$a,b,c,d>0$ and $abcd=1$ prove $\sum \frac {1}{(1+a)(1+a^2)} \ge 1$

Question

If $a,b,c,d>0$ and $abcd=1$ prove: $$\sum \frac{1}{(1+a)(1+a^2)}\ge 1$$ Here's my solution: I try to prove it by reverse: $$3\ge\sum\frac{a^3+a^2+a}{(a+1)(a^2+1)}$$Then by AM-GM: $$3\ge\sum\frac{a(1+a+a^2)}{2a(a+1)}$$$$$6\ge\sum\frac{1+a+a^2}{a+1}$$

Then We need to prove: $$2\ge\sum\frac{a^2}{a+1}$$ This inequality but I still can't prove it. I don't know the last inequality is right or wrong. There's another solution from another user @Michael Rozenberg by Vasc's RCF theorem.

Answer 1

The inequality $\sum\limits_{cyc}\frac{a^2}{a+1}\leq2$ is wrong.

Try $b=c=d\rightarrow0^+$ and $a\rightarrow+\infty$.

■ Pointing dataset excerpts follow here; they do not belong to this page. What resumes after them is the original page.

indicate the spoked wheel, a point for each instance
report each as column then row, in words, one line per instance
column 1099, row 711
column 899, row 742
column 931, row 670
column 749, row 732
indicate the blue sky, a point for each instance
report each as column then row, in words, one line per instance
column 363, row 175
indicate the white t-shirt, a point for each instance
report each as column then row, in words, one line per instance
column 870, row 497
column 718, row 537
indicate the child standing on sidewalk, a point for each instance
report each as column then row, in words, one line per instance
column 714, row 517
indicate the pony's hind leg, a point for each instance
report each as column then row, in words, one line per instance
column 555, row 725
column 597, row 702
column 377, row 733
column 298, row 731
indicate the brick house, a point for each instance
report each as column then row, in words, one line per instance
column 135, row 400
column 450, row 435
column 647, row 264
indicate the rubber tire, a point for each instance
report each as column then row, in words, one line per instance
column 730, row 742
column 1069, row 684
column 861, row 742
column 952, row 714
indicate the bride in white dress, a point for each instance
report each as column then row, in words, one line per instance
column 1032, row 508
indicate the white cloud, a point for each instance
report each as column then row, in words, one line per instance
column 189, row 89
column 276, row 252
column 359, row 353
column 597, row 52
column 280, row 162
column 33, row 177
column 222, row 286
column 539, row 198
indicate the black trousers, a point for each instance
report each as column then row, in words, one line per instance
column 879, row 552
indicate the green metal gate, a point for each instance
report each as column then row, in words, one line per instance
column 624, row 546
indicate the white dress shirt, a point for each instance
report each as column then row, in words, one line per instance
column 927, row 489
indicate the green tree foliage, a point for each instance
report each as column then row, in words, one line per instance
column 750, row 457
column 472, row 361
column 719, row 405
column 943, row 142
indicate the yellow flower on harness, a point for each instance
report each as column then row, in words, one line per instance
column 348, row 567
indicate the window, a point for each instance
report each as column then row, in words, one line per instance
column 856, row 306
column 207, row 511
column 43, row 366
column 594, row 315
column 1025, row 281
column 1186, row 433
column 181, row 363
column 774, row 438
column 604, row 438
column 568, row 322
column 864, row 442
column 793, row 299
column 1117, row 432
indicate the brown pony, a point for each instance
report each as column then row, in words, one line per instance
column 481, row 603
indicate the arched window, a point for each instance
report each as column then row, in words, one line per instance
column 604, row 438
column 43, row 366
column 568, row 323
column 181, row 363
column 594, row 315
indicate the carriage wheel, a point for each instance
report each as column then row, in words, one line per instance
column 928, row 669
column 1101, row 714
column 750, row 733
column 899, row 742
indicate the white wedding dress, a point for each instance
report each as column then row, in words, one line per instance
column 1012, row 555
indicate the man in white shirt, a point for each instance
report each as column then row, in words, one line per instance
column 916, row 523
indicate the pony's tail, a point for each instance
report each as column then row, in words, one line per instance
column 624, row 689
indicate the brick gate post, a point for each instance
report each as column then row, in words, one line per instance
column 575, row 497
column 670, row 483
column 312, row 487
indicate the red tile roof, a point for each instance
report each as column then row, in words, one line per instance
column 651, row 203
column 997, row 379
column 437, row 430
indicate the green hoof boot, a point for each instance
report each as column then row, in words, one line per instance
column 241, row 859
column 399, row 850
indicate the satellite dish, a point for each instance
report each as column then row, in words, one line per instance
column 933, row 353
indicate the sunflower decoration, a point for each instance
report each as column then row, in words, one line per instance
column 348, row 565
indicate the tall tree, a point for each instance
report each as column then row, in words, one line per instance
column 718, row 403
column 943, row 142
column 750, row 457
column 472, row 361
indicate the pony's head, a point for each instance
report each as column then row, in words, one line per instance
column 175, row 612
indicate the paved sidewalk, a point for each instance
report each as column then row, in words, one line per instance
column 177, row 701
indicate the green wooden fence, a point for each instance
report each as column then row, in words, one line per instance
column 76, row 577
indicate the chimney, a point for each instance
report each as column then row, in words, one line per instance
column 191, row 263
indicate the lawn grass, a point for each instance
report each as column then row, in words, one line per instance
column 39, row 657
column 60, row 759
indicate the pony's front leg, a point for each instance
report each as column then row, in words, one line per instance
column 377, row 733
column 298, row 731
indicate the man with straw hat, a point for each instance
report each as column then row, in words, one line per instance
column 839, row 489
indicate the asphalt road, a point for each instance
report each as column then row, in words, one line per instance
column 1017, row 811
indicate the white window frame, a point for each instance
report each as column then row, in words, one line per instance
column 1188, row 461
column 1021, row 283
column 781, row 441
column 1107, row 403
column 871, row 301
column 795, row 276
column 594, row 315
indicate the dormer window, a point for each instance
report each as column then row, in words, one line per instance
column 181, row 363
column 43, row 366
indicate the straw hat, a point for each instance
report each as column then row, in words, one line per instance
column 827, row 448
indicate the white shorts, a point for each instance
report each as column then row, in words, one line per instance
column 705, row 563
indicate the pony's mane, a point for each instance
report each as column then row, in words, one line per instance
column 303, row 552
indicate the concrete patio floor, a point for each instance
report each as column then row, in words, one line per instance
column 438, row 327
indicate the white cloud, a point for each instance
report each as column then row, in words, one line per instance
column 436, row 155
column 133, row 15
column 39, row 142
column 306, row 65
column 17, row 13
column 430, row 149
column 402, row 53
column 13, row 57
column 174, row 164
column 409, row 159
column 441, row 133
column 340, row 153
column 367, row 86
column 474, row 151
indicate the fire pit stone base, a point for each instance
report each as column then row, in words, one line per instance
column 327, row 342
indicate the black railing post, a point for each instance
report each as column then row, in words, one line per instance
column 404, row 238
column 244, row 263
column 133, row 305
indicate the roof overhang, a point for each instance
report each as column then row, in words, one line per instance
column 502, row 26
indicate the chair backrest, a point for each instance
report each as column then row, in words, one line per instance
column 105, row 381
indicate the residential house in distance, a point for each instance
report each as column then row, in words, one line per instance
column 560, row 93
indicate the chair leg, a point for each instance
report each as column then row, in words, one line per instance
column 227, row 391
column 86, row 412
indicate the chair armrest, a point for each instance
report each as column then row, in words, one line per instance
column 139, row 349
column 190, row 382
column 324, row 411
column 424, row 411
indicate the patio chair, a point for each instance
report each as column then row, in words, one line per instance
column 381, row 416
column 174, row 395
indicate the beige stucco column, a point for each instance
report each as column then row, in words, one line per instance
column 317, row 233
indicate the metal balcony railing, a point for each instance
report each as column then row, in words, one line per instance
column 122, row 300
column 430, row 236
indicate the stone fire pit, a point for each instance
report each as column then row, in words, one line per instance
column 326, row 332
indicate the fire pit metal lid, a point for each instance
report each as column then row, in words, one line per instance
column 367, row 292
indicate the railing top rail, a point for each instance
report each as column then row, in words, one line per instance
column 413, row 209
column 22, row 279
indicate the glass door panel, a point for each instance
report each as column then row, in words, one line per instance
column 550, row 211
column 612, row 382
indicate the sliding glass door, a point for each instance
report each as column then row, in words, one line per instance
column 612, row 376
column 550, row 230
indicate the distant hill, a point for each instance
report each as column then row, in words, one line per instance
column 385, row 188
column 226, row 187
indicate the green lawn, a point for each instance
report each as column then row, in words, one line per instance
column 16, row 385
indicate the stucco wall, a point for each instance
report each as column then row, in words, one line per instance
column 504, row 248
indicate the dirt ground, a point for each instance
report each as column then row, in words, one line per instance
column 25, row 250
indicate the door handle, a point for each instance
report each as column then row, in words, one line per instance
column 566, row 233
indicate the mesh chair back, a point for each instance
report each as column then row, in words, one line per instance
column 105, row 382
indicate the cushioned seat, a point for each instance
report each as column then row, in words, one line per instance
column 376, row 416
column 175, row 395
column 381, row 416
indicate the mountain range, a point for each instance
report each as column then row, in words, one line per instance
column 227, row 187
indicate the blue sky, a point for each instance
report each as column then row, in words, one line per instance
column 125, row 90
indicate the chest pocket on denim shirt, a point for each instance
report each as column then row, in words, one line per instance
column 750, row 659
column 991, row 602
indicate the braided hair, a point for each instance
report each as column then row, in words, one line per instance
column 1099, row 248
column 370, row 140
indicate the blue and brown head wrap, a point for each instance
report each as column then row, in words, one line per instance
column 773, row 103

The starting inequality we can prove also by the following two inequalities. $$\frac{1}{(a^2+1)(a+1)}+\frac{1}{(b^2+1)(b+1)}\geq\frac{1}{1+\sqrt{a^3b^3}}$$ and $$\frac{1}{(c^2+1)(c+1)}+\frac{1}{(d^2+1)(d+1)}\geq\frac{1}{1+\sqrt{c^3d^3}}$$ and the rest is smooth.